ここなら確かに、どの校舎からも少し距離があって、掃除の時間ならともかくこの時間には人も滅多に来ないだろうな。さすが内藤君。
さて、まずはどうしてこんなことになっちゃったのか、米倉さんに確認してみないと。
「米倉さん、どうして急にボクと話したいと思ったの?」
ボクはなるべく優しく声をかける。
だって、ボクの後ろの三人の気配が不穏なんだもん。
米倉さんはよくこんな場所までついてきたなぁ……。
「え? 佐々田君ともっと仲良くなりたいなって思って……。佐々田君は私と話したくない……?」
気弱そうに言うわりに『話したいでしょ?』みたいな圧を感じる背景に、なるほど空気が読める人はこういうのがわかるんだなぁと今更ながらに思う。

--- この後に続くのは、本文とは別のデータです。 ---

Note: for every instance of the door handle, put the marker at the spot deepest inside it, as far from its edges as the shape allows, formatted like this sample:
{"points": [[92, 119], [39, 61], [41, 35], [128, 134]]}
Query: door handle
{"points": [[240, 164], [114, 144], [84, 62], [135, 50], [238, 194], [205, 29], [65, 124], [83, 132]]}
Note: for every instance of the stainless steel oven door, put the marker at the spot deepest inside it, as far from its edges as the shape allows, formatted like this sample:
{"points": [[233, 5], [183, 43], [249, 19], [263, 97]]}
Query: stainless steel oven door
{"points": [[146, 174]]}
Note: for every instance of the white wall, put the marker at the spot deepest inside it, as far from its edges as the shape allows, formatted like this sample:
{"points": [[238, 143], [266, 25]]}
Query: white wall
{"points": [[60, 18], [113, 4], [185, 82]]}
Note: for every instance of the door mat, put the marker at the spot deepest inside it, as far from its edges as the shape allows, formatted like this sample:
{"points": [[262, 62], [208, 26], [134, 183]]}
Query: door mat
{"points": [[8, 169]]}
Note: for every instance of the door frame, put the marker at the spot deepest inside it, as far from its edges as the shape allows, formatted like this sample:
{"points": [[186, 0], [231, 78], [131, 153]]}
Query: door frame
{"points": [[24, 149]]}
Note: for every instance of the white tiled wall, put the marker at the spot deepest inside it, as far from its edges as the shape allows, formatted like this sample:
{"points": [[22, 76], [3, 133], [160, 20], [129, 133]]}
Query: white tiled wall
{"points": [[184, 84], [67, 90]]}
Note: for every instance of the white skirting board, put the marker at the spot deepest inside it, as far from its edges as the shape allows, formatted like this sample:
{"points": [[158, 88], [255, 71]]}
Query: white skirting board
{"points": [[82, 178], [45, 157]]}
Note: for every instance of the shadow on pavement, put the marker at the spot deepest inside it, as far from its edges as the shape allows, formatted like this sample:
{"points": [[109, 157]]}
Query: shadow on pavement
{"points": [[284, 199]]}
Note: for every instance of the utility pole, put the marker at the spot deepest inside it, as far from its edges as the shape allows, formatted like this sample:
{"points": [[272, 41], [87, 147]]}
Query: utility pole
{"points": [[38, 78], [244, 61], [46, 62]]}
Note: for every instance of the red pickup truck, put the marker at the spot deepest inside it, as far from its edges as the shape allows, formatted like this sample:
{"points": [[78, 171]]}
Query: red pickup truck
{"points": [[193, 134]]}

「うーんと、それは理由によるかなぁ。たぶん米倉さんは誤解してると思うんだよね」
「誤解?」
米倉さんはキョトンとした。
「米倉さん、ボクが今日妹に色紙を渡してた時、廊下にいたよね」
「……妹?」
「そう、あれはボクの妹とその友達で、あのサインはボクが書いたんじゃないよ」
「えええっ!? だって、今日の日付だったし、同じの二枚で、ペンも返してたでしょ……?」
そんな細かいとこよく見てるなぁ。
「とにかく、ボクはサインを渡しただけで、有名人でもなんでもないからね」
「そんなぁ……。せっかく隠れ有名人を見つけたと思ったのにーっ!!」
キィーっと悔しがる米倉さんは、素直でなんだか少し可愛い。
チラと後ろを見れば、亮介は興味なさそうに両手を頭の後ろで組んでたけど、その周りの空気はほんわかしていた。
すると、内藤君が一歩前に出て手をあげる。
「米倉さんに一つ質問をしてもいいだろうか?」
米倉さんからハートマークがポンポンポンッと出た。
えええええ!?
本当に……?
さっきの今で、これ?
米倉さんって惚れっぽいんだなぁ……。
「なぁに? いっぱい聞いていいよ?」
米倉さんの甘えるような声に、亮介の周りがざわりと不穏な空気に変わる。
「米倉さんの言う『仲良くしたい』というのは、友達としてなのか、それとも……」
「内藤君だったら、どっちでも大歓迎だよ?」
ふわふわの髪を揺らして、米倉さんがにっこり笑顔を見せる。
やっぱり、米倉さんの笑顔のレアリティはRじゃなくてNだなとボクは頭の隅で思った。
「おい、いい加減にしろよ!?」
叫んだ亮介がこぶしを握りしめている。ズカズカと大股で向かう先は米倉さんだ。これはマズイ。
ボクは慌てて二人の間に飛び込んだ。